Search code examples
hadoophdfsflumeflume-ng

Flume + HDFS-200 append


The page https://cwiki.apache.org/confluence/display/FLUME/Getting+Started says that HDFS sink supports appending but I havent been able to find any information on how to enable it, every examples are on rolling files. So, I would appreciate any information on how to make flume append to an existing file, if it's at all possible)

Update

One can set all rolling properties to 0, that will make flume to write into single file, but it doesnt close the file and new records are not visible to other processes. There is a topic similar to mine: Flume NG and HDFS, Dmitry says that Flume doesnt support appending, but the answer is one year old and documentation says the opposite, so I thought maybe flume was improved or I'm misunderstanding something, any clues will be appreciated.

Update

I realized that the question is unclear so let me just describe what I'm trying to achieve: I want logs to be written in one file and I want to be able to read them as soon as they're ingested into hdfs. At the moment I'm using Cloudera Impala to perform search queries and it doesnt see new events even though Flume is configured to flush them on disk immediately, at least that's how I believe.
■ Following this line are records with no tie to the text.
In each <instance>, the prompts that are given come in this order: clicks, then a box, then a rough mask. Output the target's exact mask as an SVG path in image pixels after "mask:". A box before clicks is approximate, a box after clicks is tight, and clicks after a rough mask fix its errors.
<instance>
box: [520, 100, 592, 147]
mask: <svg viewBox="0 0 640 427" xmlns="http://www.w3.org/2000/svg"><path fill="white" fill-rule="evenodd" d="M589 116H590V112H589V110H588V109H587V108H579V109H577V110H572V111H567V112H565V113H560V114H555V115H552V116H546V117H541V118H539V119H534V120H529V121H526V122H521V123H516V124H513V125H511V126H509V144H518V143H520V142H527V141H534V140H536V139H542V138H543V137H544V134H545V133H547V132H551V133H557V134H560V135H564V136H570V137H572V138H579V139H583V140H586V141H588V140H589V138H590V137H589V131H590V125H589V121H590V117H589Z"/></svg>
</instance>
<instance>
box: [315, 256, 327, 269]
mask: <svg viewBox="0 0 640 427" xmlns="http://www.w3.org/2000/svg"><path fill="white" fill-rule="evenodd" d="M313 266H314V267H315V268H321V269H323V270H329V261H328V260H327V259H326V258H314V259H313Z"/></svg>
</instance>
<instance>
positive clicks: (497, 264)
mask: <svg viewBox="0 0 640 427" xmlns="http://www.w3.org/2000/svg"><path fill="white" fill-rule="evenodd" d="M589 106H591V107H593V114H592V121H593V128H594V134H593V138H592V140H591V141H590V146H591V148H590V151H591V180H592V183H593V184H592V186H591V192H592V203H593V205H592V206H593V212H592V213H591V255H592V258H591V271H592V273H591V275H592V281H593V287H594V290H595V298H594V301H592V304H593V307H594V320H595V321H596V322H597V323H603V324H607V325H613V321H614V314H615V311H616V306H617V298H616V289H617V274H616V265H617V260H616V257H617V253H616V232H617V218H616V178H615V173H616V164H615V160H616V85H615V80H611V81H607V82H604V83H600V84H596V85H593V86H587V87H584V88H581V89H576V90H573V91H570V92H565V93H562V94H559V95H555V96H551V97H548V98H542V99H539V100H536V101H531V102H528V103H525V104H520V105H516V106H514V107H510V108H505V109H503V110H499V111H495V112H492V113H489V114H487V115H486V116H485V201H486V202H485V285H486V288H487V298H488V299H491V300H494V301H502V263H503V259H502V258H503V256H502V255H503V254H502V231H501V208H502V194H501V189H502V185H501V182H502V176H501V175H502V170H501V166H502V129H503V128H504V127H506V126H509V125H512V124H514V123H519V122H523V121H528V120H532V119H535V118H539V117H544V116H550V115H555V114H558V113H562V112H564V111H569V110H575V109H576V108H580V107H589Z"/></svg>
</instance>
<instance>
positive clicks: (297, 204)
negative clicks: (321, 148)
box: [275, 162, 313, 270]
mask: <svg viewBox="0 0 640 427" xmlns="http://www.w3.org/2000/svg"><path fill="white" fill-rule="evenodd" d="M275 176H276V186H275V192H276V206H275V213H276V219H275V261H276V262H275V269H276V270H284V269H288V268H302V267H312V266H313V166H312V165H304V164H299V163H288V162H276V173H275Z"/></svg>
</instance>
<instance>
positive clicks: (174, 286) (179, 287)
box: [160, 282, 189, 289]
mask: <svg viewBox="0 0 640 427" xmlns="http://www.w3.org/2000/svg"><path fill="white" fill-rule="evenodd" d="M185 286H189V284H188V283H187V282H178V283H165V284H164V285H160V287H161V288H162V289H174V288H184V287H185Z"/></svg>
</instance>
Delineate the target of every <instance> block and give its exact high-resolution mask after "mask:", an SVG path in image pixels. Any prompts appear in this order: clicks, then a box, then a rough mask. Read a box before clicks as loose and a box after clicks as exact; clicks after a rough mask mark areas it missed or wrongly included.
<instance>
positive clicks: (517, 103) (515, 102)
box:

My investigations show that usually people use HBase for these purposes but as far as I understand, it's not effective for ad hoc search queries unless one uses external indexing like Solr. The problem is that I need a solution ASAP so I was hoping that maybe it can be done easier, for example Fluentd can append to existing file, but it works only with plain text files and I would prefer some binary format.


Solution

  • I havent been able to find a way to make Flume do what I wanted, so eventually I've decided to use Cloudera Search for logs streaming, specifically Solr for both ingestion and retrieval. It seems that Flume doesnt have a capablity for real time ingestion in hdfs without creation of lots of relatively small files, hope they fix it in future.